Weekend effect revisited

Thomas Weber of Washington, D.C., "read with interest" the story about weekends in California becoming smoggier (C&EN, July 26, page 56). Weber writes that more than 20 years ago, he and his colleagues, Tom Graedel and Leonelda Farrow, published an article on the Sunday effect, which showed that pollution as measured by ozone increased on Sundays over five counties in New Jersey.

When the sun went down, however, and the air mass was over the Boston area, Weber writes, the ozone was dumped back into the atmosphere because the reactions were reversible. Some years later, he says, Greg McCray, then at Carnegie Mellon University, showed similar results in a simulation of the Los Angeles Basin.

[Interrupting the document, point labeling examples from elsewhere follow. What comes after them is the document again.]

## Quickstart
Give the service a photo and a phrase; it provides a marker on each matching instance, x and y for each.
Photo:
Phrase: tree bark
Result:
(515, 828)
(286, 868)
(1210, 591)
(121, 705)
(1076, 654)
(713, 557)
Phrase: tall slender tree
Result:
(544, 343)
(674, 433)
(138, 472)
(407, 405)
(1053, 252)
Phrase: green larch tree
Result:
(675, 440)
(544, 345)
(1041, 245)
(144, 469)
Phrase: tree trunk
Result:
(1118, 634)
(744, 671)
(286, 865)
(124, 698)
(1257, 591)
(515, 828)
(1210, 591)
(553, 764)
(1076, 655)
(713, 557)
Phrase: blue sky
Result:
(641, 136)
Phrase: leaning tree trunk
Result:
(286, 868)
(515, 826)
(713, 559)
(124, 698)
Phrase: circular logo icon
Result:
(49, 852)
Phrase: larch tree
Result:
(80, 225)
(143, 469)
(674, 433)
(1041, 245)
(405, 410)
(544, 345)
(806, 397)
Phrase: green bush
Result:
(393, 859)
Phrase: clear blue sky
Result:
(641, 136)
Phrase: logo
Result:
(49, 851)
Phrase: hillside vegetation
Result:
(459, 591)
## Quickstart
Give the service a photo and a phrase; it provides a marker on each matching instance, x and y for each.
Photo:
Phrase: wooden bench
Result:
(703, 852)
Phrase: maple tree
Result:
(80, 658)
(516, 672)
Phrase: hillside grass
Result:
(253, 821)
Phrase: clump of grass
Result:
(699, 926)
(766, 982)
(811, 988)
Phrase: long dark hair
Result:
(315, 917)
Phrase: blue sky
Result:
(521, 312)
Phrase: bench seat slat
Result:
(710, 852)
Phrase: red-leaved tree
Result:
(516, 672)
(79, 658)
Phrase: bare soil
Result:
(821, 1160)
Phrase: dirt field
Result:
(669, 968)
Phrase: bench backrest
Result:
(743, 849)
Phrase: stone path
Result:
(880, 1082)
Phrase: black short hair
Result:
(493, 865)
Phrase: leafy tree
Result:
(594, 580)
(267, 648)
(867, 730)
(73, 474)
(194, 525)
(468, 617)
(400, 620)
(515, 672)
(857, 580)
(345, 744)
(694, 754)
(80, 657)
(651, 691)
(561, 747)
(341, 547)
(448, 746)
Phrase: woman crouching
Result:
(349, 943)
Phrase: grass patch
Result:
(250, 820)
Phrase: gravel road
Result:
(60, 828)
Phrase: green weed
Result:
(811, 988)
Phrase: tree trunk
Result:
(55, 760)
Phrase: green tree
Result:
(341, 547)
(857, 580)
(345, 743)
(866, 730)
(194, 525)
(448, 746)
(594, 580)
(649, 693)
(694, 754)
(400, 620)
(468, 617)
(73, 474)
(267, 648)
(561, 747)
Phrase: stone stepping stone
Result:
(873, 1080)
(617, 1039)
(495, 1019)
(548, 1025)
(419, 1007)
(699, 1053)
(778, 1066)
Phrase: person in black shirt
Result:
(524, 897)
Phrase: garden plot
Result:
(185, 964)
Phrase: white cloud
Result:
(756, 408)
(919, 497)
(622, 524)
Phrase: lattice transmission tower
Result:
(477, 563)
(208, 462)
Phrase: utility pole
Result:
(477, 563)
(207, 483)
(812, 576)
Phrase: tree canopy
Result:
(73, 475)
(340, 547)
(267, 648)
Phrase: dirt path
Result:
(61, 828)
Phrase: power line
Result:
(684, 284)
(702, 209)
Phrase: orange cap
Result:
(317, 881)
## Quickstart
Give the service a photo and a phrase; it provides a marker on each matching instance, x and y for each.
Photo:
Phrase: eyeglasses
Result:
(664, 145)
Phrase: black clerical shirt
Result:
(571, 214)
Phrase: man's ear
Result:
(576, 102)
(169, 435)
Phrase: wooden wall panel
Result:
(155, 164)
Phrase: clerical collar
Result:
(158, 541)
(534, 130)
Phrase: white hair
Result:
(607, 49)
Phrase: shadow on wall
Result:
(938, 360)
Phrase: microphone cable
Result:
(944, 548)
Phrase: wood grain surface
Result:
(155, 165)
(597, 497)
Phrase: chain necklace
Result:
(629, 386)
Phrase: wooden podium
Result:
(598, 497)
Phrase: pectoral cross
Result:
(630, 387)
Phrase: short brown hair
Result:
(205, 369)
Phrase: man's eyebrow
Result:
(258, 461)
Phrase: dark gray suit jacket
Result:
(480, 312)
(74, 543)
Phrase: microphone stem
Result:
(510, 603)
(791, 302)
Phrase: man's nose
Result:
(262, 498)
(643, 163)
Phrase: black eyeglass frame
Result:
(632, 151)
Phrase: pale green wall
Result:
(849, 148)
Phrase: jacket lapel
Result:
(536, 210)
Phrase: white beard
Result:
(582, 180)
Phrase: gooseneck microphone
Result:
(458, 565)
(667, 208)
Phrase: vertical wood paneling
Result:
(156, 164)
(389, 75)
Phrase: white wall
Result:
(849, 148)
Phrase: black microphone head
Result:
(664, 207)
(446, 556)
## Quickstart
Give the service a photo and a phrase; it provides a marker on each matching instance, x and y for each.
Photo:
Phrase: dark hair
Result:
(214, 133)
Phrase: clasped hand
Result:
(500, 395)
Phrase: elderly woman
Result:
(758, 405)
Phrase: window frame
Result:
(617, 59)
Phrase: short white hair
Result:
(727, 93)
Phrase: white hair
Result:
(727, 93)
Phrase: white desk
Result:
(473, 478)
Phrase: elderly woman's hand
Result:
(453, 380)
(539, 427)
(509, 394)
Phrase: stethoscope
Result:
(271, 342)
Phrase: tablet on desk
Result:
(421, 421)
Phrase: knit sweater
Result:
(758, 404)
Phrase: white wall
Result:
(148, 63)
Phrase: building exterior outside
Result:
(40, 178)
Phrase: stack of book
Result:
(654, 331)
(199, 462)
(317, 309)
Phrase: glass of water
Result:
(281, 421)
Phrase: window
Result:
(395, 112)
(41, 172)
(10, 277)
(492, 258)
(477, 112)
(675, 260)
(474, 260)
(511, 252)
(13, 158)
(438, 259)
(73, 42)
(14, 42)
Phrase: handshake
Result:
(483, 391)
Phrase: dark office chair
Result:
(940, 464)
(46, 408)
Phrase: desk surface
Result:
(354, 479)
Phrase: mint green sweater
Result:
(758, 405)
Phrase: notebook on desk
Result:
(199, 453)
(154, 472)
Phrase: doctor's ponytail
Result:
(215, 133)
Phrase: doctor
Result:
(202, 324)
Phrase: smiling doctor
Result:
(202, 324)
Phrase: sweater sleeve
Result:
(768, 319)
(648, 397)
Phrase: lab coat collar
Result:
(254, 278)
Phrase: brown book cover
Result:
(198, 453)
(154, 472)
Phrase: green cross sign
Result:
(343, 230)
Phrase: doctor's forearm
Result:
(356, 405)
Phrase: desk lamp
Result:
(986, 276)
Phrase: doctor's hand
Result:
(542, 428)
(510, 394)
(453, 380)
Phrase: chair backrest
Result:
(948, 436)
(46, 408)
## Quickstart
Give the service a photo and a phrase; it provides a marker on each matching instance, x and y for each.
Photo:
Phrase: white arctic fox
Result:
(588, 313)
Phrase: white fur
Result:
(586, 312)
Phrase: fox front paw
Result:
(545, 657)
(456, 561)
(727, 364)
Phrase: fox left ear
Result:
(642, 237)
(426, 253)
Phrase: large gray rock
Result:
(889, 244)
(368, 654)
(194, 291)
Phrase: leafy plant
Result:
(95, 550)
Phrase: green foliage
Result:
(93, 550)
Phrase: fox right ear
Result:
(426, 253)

Are Réaumurs collectibles?

Mention of the Réaumur thermometer (C&EN, July 26, page 56) made Herbert Carlson of Nevada City, Calif., wonder whether these thermometers have any value as collectibles. Carlson says he has two mercury floatable Réaumurs, each 30 cm long, made by a chap named Knudsen in Copenhagen. One of them spans –10° to 80°; the other, –20° to 80°. He found the thermometers in his old family home in southern Sweden in 1983.

Carlson says his grandparents were well-do-do farmers. "What could they have used floating thermometers for?" he muses. "Making cheese or illegal schnapps--a lot of [the latter] was made in the 1800s by farmers--from potatoes, I suppose."